A short history of hospice

Categories: Opinion.

The first hospices probably began in the eleventh century. From the Latin hospes, meaning “hospitality”, they were buildings that gave shelter to pilgrims. They were also places established by the Crusaders for treatment of the incurably ill. In the fourteenth century, a hospice in Rhodes provided refuge for travelers and cared for the ill and dying. Hospices were fewer after the Middle Ages when religious orders were dispersed. After the Reformation the original hospices became hospitals and were used to tend the dying.

Religious communities were instrumental in continuing the movement. These included the Daughters of Charity in seventeenth century France; the Servants for Relief of Incurable Cancer, who opened seven hospices in the USA; and the Anglican Church, which began a hospice in Sydney, Australia in 1907. The Religious Sisters of Charity opened Our Lady’s Hospice in Dublin in 1879. As many as twenty thousand people, mainly with tuberculosis and cancer, arrived there before 1945. The Sisters of Charity opened St. Joseph’s Hospice in London in 1905 as well as three in Australia. Others opened facilities in Australia and the UK, such as the Friedenheim in London, which offered thirty-five beds to people dying of tuberculosis. 
    
The modern hospice movement began in London in the 1950’s with Dame Cicely Saunders. She volunteered at Saint Luke’s Home for the dying poor, where medicines for pain were given on a regular basis instead of only “as necessary”. She believed that terminally ill patients needed compassionate care to help address their concerns and palliative comfort for physical symptoms. She opened Saint Christopher’s Hospice in London in 1967. Research and training there led to the foundation of hospices and home care teams in the UK, US, Europe, Canada, the Far East, and Africa. 
    
Using Hospice as a philosophy of compassionate holistic care, Saunders focussed on the patient rather than the disease and introduced the idea of “total pain”, including psychological, spiritual, and physical aspects. She experimented with a wide range of opioids to controlling physical pain and included the needs of the patient’s family. She discussed her philosophy in tours of the United States, where Florence Wald, the dean of Yale School of Nursing, heard Saunders speak. She worked with her in Saint Christopher’s and brought the principles of modern hospice care back to the United States, establishing Hospice, Inc. in 1971.

Uganda Mobile Pall Care 02In 1965, Swiss psychiatrist Elisabeth Kübler-Ross began to consider the social responses to terminal illness. Her book, “On Death and Dying”, was influential on how the medical profession responded to the terminally ill. Kübler-Ross helped to focus attention on the types of care available.
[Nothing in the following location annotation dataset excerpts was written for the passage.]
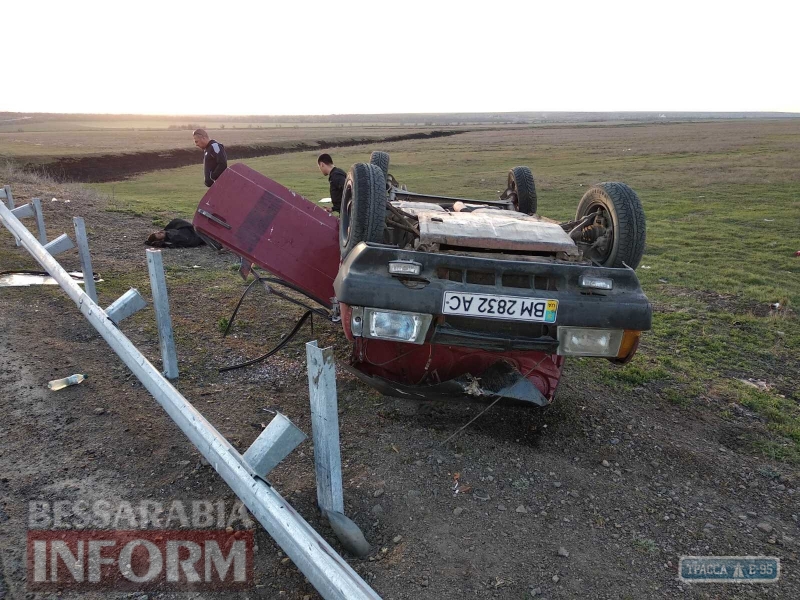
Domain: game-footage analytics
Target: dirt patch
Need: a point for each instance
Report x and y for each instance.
(622, 481)
(116, 167)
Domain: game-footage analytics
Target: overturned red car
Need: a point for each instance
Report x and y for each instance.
(442, 297)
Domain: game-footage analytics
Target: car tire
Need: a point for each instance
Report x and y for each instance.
(363, 212)
(625, 209)
(520, 181)
(381, 160)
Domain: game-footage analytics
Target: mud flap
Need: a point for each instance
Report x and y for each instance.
(501, 380)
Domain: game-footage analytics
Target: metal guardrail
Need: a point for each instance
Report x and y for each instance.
(328, 572)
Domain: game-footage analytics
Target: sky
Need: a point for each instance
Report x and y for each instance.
(304, 57)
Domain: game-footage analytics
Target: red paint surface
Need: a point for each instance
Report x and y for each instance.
(433, 363)
(274, 228)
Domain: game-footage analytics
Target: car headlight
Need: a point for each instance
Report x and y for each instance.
(588, 341)
(395, 325)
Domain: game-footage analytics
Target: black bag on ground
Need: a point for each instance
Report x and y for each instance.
(177, 234)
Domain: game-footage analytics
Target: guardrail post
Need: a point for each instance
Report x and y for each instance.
(61, 244)
(123, 307)
(86, 259)
(274, 444)
(9, 197)
(328, 572)
(10, 204)
(37, 211)
(158, 284)
(325, 427)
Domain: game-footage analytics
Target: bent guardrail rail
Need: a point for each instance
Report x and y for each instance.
(328, 572)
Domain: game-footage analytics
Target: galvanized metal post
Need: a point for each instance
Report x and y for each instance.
(61, 244)
(325, 427)
(274, 444)
(37, 211)
(328, 572)
(86, 259)
(10, 204)
(123, 307)
(9, 197)
(158, 283)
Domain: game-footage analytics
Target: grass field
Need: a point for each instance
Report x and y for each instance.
(38, 147)
(722, 202)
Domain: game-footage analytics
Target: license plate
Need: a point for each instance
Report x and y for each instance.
(491, 306)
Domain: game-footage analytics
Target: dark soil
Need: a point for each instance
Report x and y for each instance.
(115, 167)
(483, 516)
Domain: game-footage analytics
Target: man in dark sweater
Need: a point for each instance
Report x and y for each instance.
(336, 179)
(215, 161)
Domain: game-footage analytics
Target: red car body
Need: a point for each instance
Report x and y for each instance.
(296, 240)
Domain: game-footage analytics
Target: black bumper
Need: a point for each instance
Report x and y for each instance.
(364, 280)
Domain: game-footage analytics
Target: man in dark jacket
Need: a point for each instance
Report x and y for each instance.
(336, 179)
(215, 161)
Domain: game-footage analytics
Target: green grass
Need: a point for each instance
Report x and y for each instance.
(722, 202)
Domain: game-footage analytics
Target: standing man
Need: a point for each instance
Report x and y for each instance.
(336, 179)
(215, 161)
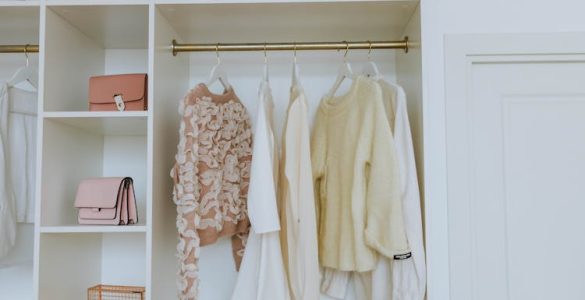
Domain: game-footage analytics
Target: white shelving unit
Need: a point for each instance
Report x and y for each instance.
(83, 38)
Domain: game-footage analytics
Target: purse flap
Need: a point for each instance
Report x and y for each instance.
(98, 192)
(102, 89)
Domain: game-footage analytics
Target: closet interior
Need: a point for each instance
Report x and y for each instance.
(263, 23)
(18, 26)
(79, 39)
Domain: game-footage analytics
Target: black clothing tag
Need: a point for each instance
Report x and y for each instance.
(403, 256)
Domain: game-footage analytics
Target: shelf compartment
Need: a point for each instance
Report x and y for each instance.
(72, 262)
(91, 40)
(79, 148)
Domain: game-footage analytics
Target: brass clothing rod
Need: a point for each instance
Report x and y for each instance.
(19, 48)
(290, 46)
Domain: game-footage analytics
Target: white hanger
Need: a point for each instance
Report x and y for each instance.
(266, 75)
(371, 69)
(344, 72)
(218, 72)
(27, 73)
(295, 67)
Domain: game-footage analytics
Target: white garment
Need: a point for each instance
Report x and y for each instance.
(262, 274)
(298, 216)
(17, 161)
(393, 279)
(7, 209)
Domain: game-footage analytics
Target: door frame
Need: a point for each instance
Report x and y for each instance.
(461, 51)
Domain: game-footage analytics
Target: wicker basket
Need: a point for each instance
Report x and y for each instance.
(115, 292)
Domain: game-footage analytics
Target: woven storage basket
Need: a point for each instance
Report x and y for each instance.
(115, 292)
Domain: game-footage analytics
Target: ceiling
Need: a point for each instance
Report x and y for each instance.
(274, 22)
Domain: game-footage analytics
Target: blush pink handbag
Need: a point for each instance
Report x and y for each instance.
(124, 92)
(106, 201)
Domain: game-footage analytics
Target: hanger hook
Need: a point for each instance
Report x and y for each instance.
(26, 53)
(295, 52)
(265, 56)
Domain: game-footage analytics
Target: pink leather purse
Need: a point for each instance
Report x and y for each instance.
(106, 201)
(124, 92)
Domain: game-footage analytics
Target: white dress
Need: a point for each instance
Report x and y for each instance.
(299, 216)
(262, 274)
(393, 279)
(17, 161)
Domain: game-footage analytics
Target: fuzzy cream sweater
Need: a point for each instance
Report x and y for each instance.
(357, 187)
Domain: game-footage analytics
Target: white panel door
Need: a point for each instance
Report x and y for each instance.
(516, 167)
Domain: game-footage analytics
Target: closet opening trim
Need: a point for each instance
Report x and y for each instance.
(290, 46)
(19, 48)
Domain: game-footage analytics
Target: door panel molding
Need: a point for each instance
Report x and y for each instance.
(464, 54)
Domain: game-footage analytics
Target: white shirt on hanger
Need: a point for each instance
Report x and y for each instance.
(7, 198)
(298, 216)
(262, 274)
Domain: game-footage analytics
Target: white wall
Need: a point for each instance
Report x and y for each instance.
(443, 17)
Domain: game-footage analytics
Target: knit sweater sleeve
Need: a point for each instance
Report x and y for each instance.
(384, 221)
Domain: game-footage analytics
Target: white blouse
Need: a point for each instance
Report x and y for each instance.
(298, 217)
(18, 125)
(262, 274)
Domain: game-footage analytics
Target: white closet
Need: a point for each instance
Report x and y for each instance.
(82, 38)
(18, 25)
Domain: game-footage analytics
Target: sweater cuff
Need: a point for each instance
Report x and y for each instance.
(384, 250)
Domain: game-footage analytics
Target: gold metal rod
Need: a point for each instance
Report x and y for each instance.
(19, 48)
(403, 44)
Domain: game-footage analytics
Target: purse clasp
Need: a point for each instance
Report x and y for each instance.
(119, 102)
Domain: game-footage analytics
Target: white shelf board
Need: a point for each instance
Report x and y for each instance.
(119, 26)
(95, 114)
(321, 21)
(19, 24)
(93, 229)
(19, 3)
(96, 2)
(103, 123)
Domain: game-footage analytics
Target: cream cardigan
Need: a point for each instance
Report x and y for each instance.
(356, 176)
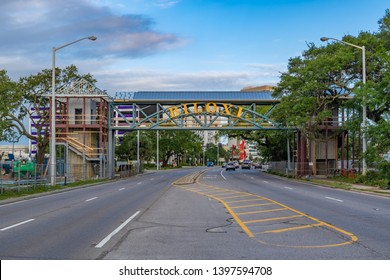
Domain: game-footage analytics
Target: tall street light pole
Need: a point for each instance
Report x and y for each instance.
(364, 105)
(53, 109)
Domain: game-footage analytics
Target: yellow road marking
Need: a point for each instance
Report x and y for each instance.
(251, 205)
(259, 211)
(289, 229)
(245, 200)
(242, 224)
(228, 197)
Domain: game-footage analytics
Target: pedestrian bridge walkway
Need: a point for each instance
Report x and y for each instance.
(199, 110)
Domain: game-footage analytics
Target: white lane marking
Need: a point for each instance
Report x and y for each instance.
(90, 199)
(108, 237)
(18, 224)
(222, 175)
(335, 199)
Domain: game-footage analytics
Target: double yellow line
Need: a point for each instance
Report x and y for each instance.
(222, 195)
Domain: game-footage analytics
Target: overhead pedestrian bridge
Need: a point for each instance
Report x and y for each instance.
(193, 110)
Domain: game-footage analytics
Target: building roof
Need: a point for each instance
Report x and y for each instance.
(241, 97)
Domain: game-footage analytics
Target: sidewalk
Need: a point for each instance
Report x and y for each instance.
(354, 187)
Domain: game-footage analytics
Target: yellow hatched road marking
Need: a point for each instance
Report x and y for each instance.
(246, 200)
(251, 205)
(260, 211)
(289, 229)
(263, 211)
(278, 218)
(217, 190)
(228, 197)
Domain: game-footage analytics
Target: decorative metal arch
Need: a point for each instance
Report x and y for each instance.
(198, 115)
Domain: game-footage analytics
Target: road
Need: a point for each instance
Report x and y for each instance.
(242, 214)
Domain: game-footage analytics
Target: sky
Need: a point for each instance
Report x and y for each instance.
(174, 44)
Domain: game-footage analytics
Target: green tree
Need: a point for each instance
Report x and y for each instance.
(316, 82)
(10, 97)
(179, 143)
(32, 93)
(128, 148)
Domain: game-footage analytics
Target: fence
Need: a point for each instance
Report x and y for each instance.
(347, 169)
(18, 175)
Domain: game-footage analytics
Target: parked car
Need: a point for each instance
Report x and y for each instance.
(246, 164)
(230, 166)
In some places “hospice” came to mean a place where people who had no other means of support were sent to die. For hospice care to be recognized as a new specialty, the name “palliative care” was given. “Palliative”, from the Latin pall, meaning blanket or cover, embraces the care of the whole person. It is the care of people with chronic or terminal illness and their families, when the curative mode of therapy is no longer an option. The aim is to alleviate symptoms and distress, with particular emphasis on pain relief. With pain controlled, patients have space to make decisions and to make peace with themselves and God before they die. WHO recognizes that it is a human right for a person not to die in pain. 
    
Hospice in Africa began in Zimbabwe in 1980, followed by South Africa in 1987 and Kenya in 1990. Dr. Anne Merriman founded Hospice Africa Uganda (HAU) in 1993 with the idea of serving patients in Uganda. It was intended to be a model for Hospice Africa, to encourage the development of Hospice in those countries that did not have the assistance of palliative medicine. 
    
Uganda Carla Simmons Pall CareHAU is based at Kampala, with sites at Mbarara and Hoima. Hospice care in Uganda is supported by community volunteers and professionals. Makerere University offers a distance diploma in palliative care. The government of Uganda has a strategic plan for palliative care and permits nurses and clinical officers from HAU to prescribe morphine.

Palliative care is an urgent humanitarian need for people worldwide with cancer and other chronic diseases. It is particularly needed in places with a high proportion of patients in advanced stages where there is little chance of cure. This is the case for patients and their families in low-resource settings.

In 2008, the International Association for the Study of Pain stated that for the more than ten million people worldwide diagnosed with some form of cancer each year, pain associated with their condition is a serious concern.

*Information for this article was obtained from WHO, Hospice Uganda, National Association of Hospice Fundraisers, and the author’s own notes and personal experience of end-of-life care in Ethiopia.